At these latest D.C. trips, I sensed a different vibe. People are trying to work together to look at ways to enhance the healthcare landscape, and it was good having the opportunity to connect and provide input with members of congress from all sides of the “aisle” – Dems, Reps, and Independents. There seems to be general agreement about stabilizing the individual market and the need to adjust the rating “age bands”. Under the current ACA arrangement, from the youngest insured through those age 64, there are only three premium “bands”. That might now be changed to five bands which would make premiums a lot more realistic and fair.

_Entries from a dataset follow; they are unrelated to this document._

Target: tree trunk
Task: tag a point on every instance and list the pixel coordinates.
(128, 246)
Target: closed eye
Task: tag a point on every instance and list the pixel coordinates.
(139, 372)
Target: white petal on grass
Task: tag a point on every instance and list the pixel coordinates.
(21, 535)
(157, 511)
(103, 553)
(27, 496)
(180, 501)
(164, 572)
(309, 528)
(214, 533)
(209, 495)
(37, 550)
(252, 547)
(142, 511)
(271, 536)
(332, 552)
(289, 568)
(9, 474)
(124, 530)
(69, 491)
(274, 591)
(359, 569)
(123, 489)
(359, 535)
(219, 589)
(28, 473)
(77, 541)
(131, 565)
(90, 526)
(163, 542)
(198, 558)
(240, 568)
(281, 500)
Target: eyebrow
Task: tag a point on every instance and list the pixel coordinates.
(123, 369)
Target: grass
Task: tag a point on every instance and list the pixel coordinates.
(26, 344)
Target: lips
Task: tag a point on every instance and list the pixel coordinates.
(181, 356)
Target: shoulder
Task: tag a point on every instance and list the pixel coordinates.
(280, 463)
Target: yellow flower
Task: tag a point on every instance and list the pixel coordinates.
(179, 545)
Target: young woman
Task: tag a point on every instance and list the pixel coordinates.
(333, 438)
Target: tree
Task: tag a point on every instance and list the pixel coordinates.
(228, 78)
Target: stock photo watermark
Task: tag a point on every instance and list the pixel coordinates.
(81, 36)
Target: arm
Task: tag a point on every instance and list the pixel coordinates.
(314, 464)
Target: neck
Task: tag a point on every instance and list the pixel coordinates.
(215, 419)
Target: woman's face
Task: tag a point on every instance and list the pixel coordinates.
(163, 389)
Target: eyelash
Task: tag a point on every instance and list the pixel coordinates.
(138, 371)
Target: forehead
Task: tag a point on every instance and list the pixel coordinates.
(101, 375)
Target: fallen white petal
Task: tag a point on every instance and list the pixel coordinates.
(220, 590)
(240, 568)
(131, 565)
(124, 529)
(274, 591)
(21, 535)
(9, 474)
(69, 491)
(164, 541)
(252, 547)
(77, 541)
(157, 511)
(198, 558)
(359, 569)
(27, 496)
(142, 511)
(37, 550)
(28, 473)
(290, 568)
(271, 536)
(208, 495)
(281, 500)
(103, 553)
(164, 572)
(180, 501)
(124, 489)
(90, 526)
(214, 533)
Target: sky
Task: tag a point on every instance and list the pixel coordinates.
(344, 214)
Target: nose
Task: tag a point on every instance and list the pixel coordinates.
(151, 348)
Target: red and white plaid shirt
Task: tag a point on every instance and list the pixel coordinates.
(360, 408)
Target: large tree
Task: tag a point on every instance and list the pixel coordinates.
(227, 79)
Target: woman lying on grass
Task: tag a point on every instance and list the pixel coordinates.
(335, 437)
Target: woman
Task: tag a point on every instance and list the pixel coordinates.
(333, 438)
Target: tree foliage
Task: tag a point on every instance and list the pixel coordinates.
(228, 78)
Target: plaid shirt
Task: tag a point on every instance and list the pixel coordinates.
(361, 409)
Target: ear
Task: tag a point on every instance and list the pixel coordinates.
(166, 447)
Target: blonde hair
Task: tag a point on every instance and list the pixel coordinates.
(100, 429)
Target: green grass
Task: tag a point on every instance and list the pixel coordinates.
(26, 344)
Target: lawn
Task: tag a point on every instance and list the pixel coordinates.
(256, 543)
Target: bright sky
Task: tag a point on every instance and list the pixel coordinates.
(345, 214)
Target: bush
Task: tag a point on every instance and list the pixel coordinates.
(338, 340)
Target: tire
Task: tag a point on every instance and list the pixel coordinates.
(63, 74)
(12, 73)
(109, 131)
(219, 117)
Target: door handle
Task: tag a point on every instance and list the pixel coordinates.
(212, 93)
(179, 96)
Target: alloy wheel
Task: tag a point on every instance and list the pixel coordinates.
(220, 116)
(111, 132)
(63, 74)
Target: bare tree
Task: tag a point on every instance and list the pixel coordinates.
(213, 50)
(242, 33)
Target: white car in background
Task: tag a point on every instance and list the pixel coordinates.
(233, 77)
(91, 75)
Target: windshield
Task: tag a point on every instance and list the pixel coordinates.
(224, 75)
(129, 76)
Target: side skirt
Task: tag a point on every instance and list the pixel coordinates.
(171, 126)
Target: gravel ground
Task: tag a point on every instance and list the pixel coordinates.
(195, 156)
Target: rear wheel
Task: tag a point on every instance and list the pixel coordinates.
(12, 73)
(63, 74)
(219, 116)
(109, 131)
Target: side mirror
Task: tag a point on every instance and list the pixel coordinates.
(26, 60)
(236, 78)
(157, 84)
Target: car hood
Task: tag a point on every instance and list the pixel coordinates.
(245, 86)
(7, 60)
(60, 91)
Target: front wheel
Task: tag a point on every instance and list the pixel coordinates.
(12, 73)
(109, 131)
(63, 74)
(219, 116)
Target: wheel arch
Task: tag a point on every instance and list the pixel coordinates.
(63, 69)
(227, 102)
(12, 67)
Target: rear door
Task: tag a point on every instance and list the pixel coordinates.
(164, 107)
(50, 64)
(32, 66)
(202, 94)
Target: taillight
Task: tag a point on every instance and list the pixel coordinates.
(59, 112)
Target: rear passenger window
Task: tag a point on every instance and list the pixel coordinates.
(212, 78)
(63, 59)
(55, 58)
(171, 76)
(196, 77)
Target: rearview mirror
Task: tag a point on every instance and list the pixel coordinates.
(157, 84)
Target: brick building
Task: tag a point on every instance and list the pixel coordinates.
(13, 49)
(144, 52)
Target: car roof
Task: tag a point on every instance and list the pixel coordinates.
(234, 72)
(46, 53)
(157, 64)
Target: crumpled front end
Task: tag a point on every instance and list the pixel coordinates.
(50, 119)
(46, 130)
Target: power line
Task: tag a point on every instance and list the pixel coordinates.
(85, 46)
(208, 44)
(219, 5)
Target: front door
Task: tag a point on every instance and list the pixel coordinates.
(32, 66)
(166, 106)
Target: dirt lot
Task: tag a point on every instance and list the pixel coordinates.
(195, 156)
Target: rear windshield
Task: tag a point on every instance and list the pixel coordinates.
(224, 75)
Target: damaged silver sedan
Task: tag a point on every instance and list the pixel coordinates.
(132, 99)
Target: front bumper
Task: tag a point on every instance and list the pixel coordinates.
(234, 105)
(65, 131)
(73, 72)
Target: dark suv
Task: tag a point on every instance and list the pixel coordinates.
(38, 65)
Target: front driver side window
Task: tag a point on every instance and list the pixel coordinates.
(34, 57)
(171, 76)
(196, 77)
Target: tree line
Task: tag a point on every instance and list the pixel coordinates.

I’m pleased to see synergy among the Executive Branch, Congress, and professional associations, as we are evaluating new ideas such as the Healthy Indiana Plan (HIP 2.0). HIP 2.0 is an alternative way to engage consumers in making smart choices and rewarding them through a power account to help offset their out of pocket expenses.
It seems as if the healthcare industry will undergo changes over the next few years. As I watch that Process get into gear, I’m feeling pretty encouraged and wanted to pass that feeling along.